Latin America offers growth potential but regulation, taxes and currency volatility hinder profitability, with specific ticket taxes distorting markets and generating limited revenue. Positive signals emerge in Brazil, with the 2026 IATA AGM in Rio highlighting opportunities if barriers reduce.
Safety concerns rise from passengers retrieving hand baggage during evacuations, visible on social media, delaying exits. Airlines increase pre-flight announcements urging immediate evacuation without belongings. Drone disruptions in Europe shift from individual incidents to organised interference, requiring government action.
Key takeaways from the event include ongoing supply chain frustrations elevating costs; regional variations in demand and profitability; counterproductive taxes lacking environmental benefits; evacuation protocol adherence for safety; and calls for collective industry action on supplier accountability.

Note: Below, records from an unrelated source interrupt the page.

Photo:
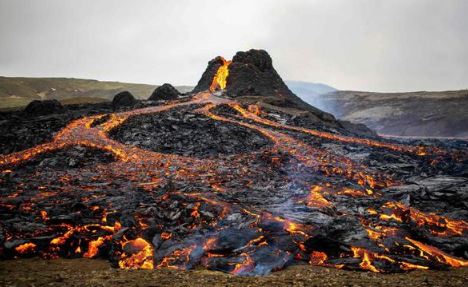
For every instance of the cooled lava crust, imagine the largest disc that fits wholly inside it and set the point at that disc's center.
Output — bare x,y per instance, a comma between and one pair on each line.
184,132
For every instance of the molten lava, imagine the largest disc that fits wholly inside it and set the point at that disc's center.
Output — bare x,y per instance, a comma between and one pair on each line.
168,227
220,79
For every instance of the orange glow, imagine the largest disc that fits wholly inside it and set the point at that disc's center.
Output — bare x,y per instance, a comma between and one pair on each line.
220,79
93,246
142,259
26,248
439,255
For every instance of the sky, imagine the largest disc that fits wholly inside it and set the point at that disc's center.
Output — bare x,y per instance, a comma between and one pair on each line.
367,45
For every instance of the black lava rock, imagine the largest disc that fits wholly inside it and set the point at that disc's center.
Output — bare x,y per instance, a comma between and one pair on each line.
252,73
207,77
124,98
47,107
164,92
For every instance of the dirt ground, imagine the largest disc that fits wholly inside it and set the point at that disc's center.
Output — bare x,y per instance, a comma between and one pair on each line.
87,272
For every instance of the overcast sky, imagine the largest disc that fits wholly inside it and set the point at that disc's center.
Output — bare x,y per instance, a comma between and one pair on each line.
373,45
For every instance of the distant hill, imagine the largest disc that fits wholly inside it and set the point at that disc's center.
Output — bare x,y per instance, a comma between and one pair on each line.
310,92
431,114
18,92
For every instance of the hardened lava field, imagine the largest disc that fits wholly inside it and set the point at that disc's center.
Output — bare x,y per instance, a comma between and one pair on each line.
285,195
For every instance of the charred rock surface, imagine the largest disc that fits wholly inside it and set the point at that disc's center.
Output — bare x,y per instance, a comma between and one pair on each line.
124,98
164,92
252,73
189,134
207,77
255,190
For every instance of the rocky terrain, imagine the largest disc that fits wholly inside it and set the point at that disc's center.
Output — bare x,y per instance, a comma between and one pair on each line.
425,114
240,176
18,92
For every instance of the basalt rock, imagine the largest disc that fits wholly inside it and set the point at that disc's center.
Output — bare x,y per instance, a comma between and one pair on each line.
251,74
40,108
124,98
207,77
164,92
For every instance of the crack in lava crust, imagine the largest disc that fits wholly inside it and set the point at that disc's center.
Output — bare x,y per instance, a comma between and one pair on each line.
154,210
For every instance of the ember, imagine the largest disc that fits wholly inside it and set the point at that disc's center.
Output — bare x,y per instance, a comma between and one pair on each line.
268,194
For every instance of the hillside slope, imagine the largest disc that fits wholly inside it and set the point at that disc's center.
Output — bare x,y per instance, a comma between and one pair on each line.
435,114
18,92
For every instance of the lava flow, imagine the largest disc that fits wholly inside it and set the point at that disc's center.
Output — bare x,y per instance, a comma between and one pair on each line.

Key takeaways from the eventinclude urgency of baggage-free evacuations for safety; gender diversity gains requiring sustained effort; SAF supply failures threatening decarbonisation; taxation’s counterproductive effects on demand; and inequitable cost shifts from suppliers profiting on disruptions.
Willie Walsh shared: “These problems continue to add to the financial challenge that the industry has. Airspace being closed for political reasons and clearly that’s unacceptable to us. It’s not a case of supply and demand. It’s a case of these guys are in a position because they’re monopoly suppliers to adjust the price to protect themselves.”
“There is nothing more valuable in your handbaggage than your life. 10pc of SAF in 2030 is just beyond the reach of the vast majority of airlines through no fault of their own. These guys have been using supply chain disruption to increase their prices to the airline industry.”